Copyright 2017 Library Journal, LLC Used with permission.



Kirkus

September 15, 2017
A young girl tries to cheat death with a computer virus.Sunday is writing a computer virus that will allow her dad to live forever. She records everything he says, then transcribes the recordings, then embeds the transcriptions in code that will spread from system to system--forever. In the meantime, Sunday's dad is dying of cancer. Every day, Sunday, her mom, and her younger brother go to the hospital to visit him. That's where Sunday makes her recordings. The virus is the most interesting thing here, but this is no Transcendence: nobody's consciousness gets uploaded to a hard drive. Instead, Sunday and her family grieve; Sunday and her brother grow closer; their mother recedes into her own sadness; and the virus gradually comes along.

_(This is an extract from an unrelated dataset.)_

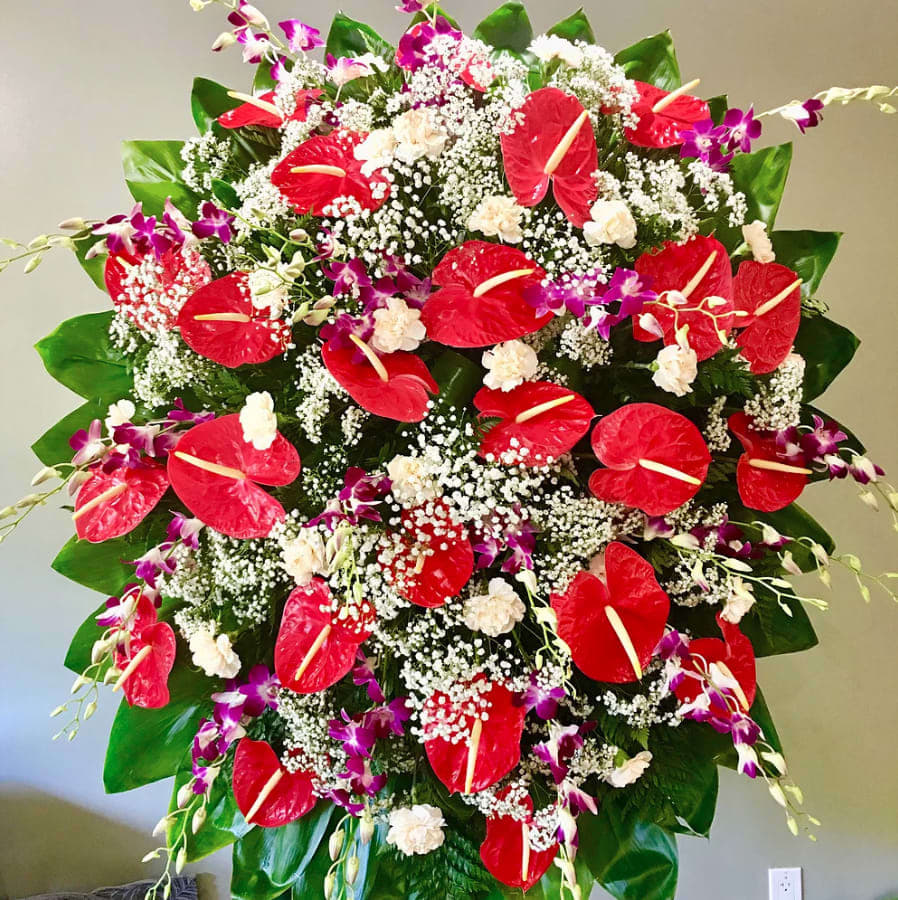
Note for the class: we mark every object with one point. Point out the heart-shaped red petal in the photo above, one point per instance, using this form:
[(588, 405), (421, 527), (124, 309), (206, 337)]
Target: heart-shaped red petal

Comeau's (One Bloody Thing After Another, 2010) novel is short and spare, with chapters that rarely last more than a few pages. The writing is blunt, slightly truncated, in Sunday's narration. "I thought this was going to be easy," she tells us. "I would write down my father's words, and he would live forever. But the more I record, the more I realize I am missing." Comeau resists sentimentality, and, given his subject matter, that's no small feat--but, given that same subject matter, he can't be entirely successful. Unfortunately, the work has the slightly flattened aspect of a YA novel. Plus there's the inescapable fact that this subject matter is well-traversed: computers or no computers, parents die, and they'll go on dying. Despite sympathetic characters and a crisp narrative style, Comeau's latest seems to defy innovation.